Na audiência, apenas membros da embaixada do Brasil em Washington estavam presentes, mas atuando apenas como observadores. A última reunião entre o governo Lula e o representante comercial dos EUA, Jamieson Greer, ocorreu na quinta-feira (2.jul), e o USTR tem até o dia 15 de julho para anunciar sua decisão final sobre as tarifas.
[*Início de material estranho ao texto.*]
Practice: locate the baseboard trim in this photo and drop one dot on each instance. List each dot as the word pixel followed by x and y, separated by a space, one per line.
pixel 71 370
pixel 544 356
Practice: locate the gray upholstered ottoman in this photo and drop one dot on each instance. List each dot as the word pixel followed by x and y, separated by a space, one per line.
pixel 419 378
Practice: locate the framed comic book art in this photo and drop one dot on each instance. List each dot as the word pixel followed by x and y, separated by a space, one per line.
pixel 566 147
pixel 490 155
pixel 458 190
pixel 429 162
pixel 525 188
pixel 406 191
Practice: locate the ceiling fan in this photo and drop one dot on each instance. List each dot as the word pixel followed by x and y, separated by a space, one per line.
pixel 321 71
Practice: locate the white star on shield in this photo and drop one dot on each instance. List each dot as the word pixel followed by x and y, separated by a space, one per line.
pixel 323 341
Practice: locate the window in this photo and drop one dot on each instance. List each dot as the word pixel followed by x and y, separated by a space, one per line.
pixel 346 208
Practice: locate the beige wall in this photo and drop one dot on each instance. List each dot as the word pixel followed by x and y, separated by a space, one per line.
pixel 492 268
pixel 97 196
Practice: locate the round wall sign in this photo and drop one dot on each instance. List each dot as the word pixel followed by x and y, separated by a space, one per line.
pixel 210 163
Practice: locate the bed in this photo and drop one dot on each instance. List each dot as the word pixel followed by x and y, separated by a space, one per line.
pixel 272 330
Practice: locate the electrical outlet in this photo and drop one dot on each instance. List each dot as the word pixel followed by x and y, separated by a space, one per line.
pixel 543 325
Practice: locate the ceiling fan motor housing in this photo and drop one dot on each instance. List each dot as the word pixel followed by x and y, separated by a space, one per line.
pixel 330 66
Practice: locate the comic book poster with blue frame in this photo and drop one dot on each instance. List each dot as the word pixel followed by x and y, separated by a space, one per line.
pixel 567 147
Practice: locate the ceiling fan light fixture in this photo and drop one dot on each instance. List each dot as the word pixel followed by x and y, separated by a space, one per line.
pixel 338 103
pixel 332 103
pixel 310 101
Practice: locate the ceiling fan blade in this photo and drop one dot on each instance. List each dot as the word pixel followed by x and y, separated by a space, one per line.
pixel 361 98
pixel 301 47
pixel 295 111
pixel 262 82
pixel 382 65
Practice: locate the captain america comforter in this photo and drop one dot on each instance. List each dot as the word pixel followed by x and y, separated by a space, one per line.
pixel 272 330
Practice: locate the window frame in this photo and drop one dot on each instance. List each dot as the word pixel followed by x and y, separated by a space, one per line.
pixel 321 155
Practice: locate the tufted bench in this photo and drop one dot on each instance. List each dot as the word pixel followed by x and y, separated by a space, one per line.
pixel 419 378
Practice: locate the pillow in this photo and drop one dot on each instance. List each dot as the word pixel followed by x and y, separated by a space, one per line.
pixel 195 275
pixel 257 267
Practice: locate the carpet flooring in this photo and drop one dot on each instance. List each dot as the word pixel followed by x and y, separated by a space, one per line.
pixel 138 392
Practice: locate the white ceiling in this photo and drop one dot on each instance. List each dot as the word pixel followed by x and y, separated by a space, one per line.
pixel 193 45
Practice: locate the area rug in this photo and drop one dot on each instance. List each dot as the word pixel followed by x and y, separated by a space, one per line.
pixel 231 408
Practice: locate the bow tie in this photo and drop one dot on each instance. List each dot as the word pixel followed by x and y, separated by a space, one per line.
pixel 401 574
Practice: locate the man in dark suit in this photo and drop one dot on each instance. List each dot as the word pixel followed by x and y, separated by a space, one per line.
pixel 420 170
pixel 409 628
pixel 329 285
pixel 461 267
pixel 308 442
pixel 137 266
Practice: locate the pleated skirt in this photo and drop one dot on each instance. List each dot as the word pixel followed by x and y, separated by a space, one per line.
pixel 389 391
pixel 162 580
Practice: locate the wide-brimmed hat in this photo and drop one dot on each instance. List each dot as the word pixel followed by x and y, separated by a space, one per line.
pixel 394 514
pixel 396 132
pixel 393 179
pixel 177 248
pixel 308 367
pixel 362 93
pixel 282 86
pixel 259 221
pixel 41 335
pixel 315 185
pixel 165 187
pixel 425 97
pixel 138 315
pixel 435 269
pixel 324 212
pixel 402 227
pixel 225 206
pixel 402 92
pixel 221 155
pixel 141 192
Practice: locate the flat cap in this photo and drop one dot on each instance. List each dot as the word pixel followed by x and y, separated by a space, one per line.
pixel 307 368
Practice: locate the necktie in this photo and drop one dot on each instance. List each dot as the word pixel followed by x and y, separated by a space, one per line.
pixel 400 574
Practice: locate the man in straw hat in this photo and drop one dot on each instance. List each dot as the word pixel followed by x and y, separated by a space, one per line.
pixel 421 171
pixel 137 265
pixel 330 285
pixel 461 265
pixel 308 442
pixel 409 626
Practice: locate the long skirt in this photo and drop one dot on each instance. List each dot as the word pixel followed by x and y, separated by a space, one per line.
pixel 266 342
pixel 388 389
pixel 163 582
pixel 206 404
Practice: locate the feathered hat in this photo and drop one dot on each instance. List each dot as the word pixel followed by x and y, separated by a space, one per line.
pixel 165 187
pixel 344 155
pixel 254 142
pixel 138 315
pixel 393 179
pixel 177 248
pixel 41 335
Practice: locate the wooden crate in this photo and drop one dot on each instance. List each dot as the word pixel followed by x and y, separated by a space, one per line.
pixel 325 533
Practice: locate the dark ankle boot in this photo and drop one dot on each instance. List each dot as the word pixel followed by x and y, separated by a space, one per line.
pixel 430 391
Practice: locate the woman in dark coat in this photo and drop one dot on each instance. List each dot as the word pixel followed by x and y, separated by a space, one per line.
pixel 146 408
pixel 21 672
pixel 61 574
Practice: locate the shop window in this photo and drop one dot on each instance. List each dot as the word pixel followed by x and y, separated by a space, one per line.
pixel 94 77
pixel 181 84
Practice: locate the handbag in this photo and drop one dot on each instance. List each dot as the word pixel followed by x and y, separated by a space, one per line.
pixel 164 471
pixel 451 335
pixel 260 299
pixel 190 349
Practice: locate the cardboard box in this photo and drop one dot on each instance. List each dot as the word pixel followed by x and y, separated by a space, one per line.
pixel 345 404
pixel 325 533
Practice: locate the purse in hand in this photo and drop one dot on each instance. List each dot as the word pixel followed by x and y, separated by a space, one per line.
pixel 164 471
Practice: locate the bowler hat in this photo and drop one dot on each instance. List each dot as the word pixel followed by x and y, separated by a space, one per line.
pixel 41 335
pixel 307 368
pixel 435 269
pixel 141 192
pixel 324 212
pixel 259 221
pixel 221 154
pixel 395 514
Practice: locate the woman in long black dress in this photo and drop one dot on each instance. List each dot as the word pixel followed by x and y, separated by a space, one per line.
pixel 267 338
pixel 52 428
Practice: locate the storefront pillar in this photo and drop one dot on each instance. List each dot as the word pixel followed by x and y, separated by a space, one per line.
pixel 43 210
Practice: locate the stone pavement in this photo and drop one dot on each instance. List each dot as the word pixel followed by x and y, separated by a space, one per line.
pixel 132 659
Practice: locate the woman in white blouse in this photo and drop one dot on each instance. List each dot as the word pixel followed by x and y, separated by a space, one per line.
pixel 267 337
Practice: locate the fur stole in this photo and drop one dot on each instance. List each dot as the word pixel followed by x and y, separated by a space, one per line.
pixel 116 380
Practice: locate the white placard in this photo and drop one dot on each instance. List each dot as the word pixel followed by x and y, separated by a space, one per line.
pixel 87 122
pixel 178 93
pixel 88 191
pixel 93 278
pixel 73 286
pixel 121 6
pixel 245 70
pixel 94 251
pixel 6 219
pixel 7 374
O senador Flávio Bolsonaro viajou até Washington com o intuito de participar da audiência e, nesta terça-feira, anunciou que permanecerá nos Estados Unidos até a quinta-feira (9.jul) para realizar reuniões nas quais apresentará argumentos contrários à imposição das tarifas. Durante a audiência, ele se sentou ao lado de Roberto Azevêdo, ex-diretor-geral da OMC (Organização Mundial do Comércio), que fez uma apresentação em nome da CNI (Confederação Nacional da Indústria), da CSN (Companhia Siderúrgica Nacional) e da Fiesp (Federação das Indústrias do Estado de São Paulo).